Our study results in Table 3 show the potential association of SES as measured by HOUSES with biases in model performance. For example, BERs were higher for children with lower SES for both algorithms estimating AE risk, compared to those with higher SES, with a disparity larger than those associated with other demographic factors (age, sex, and race/ethnicity). This was also true for sensitivity. A recent study also showed ML models having differential performance by SES (measured by health insurance, public vs commercial health insurance) in predicting ICU mortality12 and 30-day psychiatric readmission (people with lower SES had poorer prediction performance of their ML algorithms, compared to those with higher SES).12 Overall, our study results and the literature suggest that SES may be associated with differential (in)completeness and validity of PROs, which may subsequently lead to differential algorithmic performance by SES. However, this needs to be further assessed in other health outcomes and for different populations (eg, adults).
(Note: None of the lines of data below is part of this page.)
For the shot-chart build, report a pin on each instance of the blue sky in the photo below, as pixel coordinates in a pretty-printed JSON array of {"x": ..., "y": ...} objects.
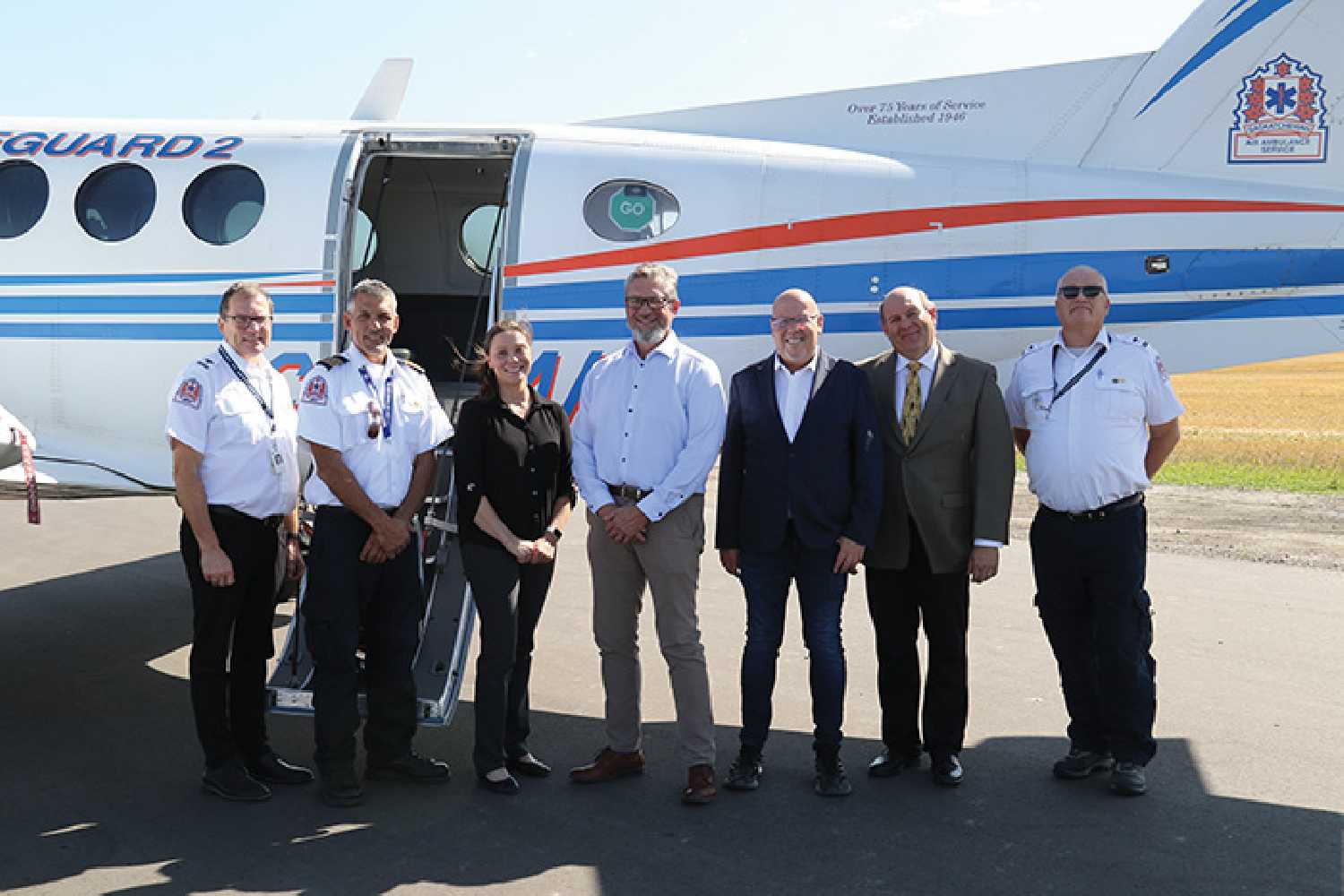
[{"x": 529, "y": 61}]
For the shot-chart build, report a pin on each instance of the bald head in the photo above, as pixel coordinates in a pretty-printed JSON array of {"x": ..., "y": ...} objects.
[{"x": 910, "y": 322}]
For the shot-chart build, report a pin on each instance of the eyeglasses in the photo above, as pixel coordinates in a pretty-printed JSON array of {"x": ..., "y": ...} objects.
[
  {"x": 785, "y": 323},
  {"x": 244, "y": 322},
  {"x": 652, "y": 304}
]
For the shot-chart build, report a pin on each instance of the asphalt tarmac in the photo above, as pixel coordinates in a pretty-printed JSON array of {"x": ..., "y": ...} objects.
[{"x": 99, "y": 758}]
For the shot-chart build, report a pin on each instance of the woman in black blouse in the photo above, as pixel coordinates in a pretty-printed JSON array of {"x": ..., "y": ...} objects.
[{"x": 515, "y": 492}]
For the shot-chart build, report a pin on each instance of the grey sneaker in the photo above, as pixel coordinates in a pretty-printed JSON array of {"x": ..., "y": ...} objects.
[
  {"x": 1128, "y": 780},
  {"x": 831, "y": 780},
  {"x": 745, "y": 772},
  {"x": 1080, "y": 763}
]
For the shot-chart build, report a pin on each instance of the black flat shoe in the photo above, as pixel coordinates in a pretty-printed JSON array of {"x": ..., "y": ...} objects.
[
  {"x": 504, "y": 788},
  {"x": 529, "y": 766}
]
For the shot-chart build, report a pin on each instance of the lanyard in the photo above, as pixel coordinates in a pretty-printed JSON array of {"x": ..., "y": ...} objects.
[
  {"x": 252, "y": 389},
  {"x": 1059, "y": 392},
  {"x": 387, "y": 395}
]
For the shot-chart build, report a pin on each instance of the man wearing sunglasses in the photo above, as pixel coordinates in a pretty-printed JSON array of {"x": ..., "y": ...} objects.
[
  {"x": 798, "y": 492},
  {"x": 648, "y": 432},
  {"x": 231, "y": 427},
  {"x": 1096, "y": 417},
  {"x": 373, "y": 424}
]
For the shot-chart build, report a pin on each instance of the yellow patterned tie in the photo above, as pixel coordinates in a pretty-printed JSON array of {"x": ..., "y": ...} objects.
[{"x": 910, "y": 411}]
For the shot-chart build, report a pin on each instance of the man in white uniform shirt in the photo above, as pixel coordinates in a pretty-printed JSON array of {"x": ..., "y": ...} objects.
[
  {"x": 231, "y": 427},
  {"x": 1096, "y": 417},
  {"x": 648, "y": 432},
  {"x": 373, "y": 425}
]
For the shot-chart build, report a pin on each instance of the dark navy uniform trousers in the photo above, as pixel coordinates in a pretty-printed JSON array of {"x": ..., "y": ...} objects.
[
  {"x": 1098, "y": 618},
  {"x": 347, "y": 598}
]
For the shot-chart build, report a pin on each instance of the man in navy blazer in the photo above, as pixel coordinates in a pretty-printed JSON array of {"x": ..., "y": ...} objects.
[{"x": 800, "y": 489}]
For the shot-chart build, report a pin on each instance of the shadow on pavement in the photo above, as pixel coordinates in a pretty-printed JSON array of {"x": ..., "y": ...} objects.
[{"x": 99, "y": 767}]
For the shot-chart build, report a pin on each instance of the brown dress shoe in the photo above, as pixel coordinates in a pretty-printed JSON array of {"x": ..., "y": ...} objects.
[
  {"x": 607, "y": 766},
  {"x": 699, "y": 786}
]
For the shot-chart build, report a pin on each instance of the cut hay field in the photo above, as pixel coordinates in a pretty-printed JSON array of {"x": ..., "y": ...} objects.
[{"x": 1277, "y": 426}]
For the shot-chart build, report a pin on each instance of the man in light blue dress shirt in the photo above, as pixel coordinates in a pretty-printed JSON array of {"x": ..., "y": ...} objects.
[{"x": 648, "y": 432}]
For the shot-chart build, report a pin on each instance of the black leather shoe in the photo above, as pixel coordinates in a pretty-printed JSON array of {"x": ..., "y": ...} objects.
[
  {"x": 421, "y": 770},
  {"x": 887, "y": 764},
  {"x": 505, "y": 786},
  {"x": 233, "y": 782},
  {"x": 831, "y": 780},
  {"x": 340, "y": 788},
  {"x": 529, "y": 766},
  {"x": 745, "y": 772},
  {"x": 946, "y": 770},
  {"x": 273, "y": 770}
]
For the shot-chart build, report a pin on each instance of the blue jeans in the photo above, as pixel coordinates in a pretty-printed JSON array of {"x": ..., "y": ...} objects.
[{"x": 765, "y": 579}]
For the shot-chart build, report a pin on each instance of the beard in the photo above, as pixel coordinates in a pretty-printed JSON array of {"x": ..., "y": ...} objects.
[{"x": 650, "y": 336}]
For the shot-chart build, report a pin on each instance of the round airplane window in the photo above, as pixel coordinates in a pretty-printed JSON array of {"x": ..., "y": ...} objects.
[
  {"x": 363, "y": 245},
  {"x": 115, "y": 202},
  {"x": 223, "y": 204},
  {"x": 626, "y": 211},
  {"x": 478, "y": 238},
  {"x": 23, "y": 198}
]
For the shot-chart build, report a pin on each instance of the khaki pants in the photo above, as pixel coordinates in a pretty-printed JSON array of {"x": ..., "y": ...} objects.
[{"x": 669, "y": 563}]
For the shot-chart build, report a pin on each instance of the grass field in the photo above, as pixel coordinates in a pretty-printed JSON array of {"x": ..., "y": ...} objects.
[{"x": 1262, "y": 426}]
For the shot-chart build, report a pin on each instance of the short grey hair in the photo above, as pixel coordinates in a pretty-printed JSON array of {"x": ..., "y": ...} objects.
[
  {"x": 245, "y": 288},
  {"x": 914, "y": 292},
  {"x": 663, "y": 277},
  {"x": 375, "y": 288}
]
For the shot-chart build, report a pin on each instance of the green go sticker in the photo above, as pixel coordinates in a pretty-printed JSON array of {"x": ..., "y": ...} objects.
[{"x": 631, "y": 209}]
It is also important to recognize differential performance of SES measures in predicting health outcomes because researchers routinely use aggregate-level SES measures such as ADI24,63–65 or other SES measures in research. Aggregate-level SES measures are subject to a significant misclassification of individual-level SES (20–35%)66,67 and the ecological fallacy68 and thus, may fail to detect the association of SES with health outcomes. As shown in results, compared to ADI, HOUSES classified more people as low SES, which led to a larger low SES subgroup, which in turn made it possible to compute more bias measures using the HOUSES. For example, there was significant discrepancy in the proportion of subjects with a history of AE among lower SES group defined by HOUSES (53%) and ADI (0%) which contrasts with the widely recognized associations of lower SES with the increased risk of AE in the literature.54–56,69 In the analysis for algorithmic bias, ADI as an aggregate-level SES measure showed significant limitations and difficulties in applying it to research work assessing algorithmic bias, especially work based on a small sample size requiring precision, due to its imprecision and misclassification of individual-level SES measures. Along these lines, our recent study showed that HOUSES predicted that kidney transplant recipients with lowest HOUSES (Q1) had a significantly higher risk of graft failure than those with highest HOUSES (Q2–4) (adjusted hazard ratio 2.12; 95% CI 1.08–4.16).70 Importantly, other SES measures such as individual educational levels and census-block group level education and income failed to predict outcomes on graft failure. Therefore, in assessing and mitigating algorithmic bias by SES, it is important to a valid measure for individual-level SES measure. The HOUSES index fulfills this requirement and can be a replacement or complement to existing conventional SES measures. As AI models are ultimately being applied to clinical decisions for individual patients, assessing AI model performance and bias using individual-level SES is conceptually and ethically more appropriate than aggregate-level SES measures when individual-level SES measures are available to developers.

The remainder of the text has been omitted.